Harmony Healthcare Blog

Patient Driven Payment Model: Questions and Answers (Part 3 of 3)

Posted by The Harmony Team on Thu, Mar 07, 2019


Edited by Kris Mastrangelo

C.A.R.E.

Compliance • Audits/Analysis • Reimbursement/Regulatory/Rehab • Education/Efficiency


Ask An Expert sign with clouds and sky backgroundIs your Skilled Nursing Facility ready for the October 1, 2019 implementation of Patient Driven Payment Model (PDPM) as CMS proposed in the SNF PPS Final Rule FY 2019?  We encourage you to use this 3 Part Blog Series to gain an understanding of the Patient Driven Payment Model Reimbursement System.  Questions were submitted to HHI during our recent webinar:  Patient Driven Payment Model: 5 Things to Do Now!

  1. Any idea how Case Mix states will handle this new classification system for Medicaid only facilities since section GG isn't done for these residents?

    For states that rely on the RUG-IV assessment schedule for calculating Case Mix group for NF patients, CMS has created an optional assessment so that Medicaid payments are not adversely impacted when PDPM is implemented as of October 1, 2019. States will have the ability to determine the policy associated with this assessment to meet your Medicaid payment needs. The optional assessment will be in place from October 1, 2019 through September 30, 2020. 

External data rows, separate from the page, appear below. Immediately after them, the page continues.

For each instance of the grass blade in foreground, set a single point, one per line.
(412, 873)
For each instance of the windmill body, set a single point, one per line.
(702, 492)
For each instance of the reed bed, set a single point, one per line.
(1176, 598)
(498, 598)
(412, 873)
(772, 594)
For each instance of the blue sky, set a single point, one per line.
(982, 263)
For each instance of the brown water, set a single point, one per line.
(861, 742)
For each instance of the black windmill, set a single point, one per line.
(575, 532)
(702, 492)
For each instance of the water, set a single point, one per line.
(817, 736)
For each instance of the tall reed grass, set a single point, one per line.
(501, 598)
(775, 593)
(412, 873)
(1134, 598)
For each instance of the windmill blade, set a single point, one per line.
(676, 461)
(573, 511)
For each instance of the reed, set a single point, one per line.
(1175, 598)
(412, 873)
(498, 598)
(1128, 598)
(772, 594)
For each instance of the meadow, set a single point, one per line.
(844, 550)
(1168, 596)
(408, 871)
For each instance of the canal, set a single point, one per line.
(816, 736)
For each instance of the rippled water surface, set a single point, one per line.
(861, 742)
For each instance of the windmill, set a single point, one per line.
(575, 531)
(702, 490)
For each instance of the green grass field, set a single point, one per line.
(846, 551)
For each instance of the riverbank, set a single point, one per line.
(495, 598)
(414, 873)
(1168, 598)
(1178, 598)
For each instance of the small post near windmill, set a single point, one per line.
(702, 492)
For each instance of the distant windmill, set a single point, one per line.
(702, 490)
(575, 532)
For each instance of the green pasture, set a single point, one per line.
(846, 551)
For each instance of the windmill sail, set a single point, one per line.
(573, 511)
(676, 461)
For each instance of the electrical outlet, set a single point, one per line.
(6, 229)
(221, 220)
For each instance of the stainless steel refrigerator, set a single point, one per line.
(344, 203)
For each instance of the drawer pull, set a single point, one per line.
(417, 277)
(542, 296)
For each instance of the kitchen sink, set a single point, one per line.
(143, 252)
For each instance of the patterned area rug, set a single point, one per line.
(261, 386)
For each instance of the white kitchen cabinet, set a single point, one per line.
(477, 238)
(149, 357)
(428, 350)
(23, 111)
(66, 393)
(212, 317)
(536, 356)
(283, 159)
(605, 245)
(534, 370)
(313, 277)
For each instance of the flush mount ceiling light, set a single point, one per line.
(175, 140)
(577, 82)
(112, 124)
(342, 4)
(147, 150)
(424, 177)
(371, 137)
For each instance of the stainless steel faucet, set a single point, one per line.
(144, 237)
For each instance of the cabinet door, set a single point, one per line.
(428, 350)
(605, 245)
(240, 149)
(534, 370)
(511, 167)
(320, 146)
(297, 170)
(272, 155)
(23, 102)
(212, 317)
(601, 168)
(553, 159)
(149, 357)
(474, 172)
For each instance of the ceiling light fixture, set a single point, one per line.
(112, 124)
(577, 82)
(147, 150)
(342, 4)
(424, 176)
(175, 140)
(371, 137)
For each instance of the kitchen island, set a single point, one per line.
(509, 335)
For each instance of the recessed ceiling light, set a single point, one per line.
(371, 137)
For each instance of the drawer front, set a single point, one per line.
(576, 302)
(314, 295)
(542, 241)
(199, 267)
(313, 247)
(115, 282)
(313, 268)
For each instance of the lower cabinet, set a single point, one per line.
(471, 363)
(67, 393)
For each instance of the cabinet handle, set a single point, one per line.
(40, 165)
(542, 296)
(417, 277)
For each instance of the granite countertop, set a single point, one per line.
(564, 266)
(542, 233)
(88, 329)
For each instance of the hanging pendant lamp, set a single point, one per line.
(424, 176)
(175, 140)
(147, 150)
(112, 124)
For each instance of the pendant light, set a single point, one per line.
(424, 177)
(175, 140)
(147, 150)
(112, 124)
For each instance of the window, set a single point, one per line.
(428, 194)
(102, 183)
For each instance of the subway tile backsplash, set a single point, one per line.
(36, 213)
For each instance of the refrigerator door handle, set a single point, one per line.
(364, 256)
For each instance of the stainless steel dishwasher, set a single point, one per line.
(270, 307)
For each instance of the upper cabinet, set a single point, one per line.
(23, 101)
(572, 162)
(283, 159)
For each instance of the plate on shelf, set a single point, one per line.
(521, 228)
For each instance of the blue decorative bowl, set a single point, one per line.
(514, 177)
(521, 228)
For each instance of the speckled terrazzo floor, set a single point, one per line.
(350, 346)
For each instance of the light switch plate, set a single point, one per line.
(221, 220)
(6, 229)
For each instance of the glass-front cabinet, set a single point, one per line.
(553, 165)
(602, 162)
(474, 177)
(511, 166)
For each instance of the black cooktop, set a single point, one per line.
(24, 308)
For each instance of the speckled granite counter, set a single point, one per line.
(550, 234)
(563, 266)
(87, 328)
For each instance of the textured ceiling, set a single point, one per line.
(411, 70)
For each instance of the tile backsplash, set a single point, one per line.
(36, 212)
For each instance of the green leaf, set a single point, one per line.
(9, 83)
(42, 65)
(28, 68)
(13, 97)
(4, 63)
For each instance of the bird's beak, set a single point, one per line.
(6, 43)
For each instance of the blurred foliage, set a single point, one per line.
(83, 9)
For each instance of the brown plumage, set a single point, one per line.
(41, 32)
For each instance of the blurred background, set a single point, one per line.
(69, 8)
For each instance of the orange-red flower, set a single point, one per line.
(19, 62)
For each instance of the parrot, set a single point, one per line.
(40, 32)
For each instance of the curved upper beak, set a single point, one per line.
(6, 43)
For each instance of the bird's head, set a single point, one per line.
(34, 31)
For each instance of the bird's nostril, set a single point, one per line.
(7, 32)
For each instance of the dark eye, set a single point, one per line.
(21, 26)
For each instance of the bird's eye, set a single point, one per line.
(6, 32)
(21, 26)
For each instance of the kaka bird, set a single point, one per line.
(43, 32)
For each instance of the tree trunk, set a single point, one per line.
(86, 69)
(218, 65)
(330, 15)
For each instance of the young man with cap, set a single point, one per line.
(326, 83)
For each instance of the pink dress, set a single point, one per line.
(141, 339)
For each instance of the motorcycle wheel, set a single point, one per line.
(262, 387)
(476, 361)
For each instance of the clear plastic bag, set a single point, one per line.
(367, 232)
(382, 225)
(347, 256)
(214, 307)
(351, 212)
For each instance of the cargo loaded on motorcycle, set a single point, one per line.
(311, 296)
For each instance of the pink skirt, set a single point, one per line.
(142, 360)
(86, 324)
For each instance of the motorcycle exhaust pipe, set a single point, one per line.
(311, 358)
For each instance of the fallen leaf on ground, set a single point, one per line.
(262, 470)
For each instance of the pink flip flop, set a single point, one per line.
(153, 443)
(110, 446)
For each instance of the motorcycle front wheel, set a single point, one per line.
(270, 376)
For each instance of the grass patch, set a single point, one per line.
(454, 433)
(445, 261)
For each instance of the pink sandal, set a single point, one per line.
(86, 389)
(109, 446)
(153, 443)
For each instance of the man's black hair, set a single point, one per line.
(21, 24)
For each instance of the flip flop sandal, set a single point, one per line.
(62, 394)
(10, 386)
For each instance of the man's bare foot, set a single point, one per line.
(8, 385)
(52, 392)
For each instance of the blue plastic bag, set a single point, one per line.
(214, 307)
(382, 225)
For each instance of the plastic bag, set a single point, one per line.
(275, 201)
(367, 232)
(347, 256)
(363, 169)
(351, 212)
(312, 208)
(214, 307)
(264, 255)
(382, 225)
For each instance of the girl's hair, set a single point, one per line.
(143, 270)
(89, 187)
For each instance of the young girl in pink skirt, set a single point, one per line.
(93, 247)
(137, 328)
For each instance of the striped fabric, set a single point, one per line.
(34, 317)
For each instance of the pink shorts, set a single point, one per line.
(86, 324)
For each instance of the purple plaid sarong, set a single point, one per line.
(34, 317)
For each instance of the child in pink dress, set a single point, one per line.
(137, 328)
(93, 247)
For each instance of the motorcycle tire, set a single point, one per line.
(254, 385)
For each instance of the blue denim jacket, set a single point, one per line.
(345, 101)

  1. Do we know yet what will happen with patients who are evaluated prior to October first and already had MDS(s) done prior to the new system?

    Yes, the transition between RUG-IV and PDPM will be a “hard” transition, meaning that the two systems will not run concurrently at any point. All days of service on or prior to September 30, 2019 will be billed under RUG-IV, while all days of service beginning October 1, 2019 will be billed under PDPM.  To receive a PDPM HIPPS code that can be used for billing beginning October 1, 2019, all providers will be required to complete an IPA with an ARD no later than October 7, 2019 for all SNF Part A patients.

    October 1, 2019 will be considered Day 1 of the variable per diem schedule under PDPM, even if the patient began their stay prior to October 1, 2019. Any “transitional IPAs” with an ARD after October 7, 2019 will be considered late and the late assessment penalty would apply. The HIPPS code derived from the transitional IPA should be used to bill for dates of service beginning October 1, 2019.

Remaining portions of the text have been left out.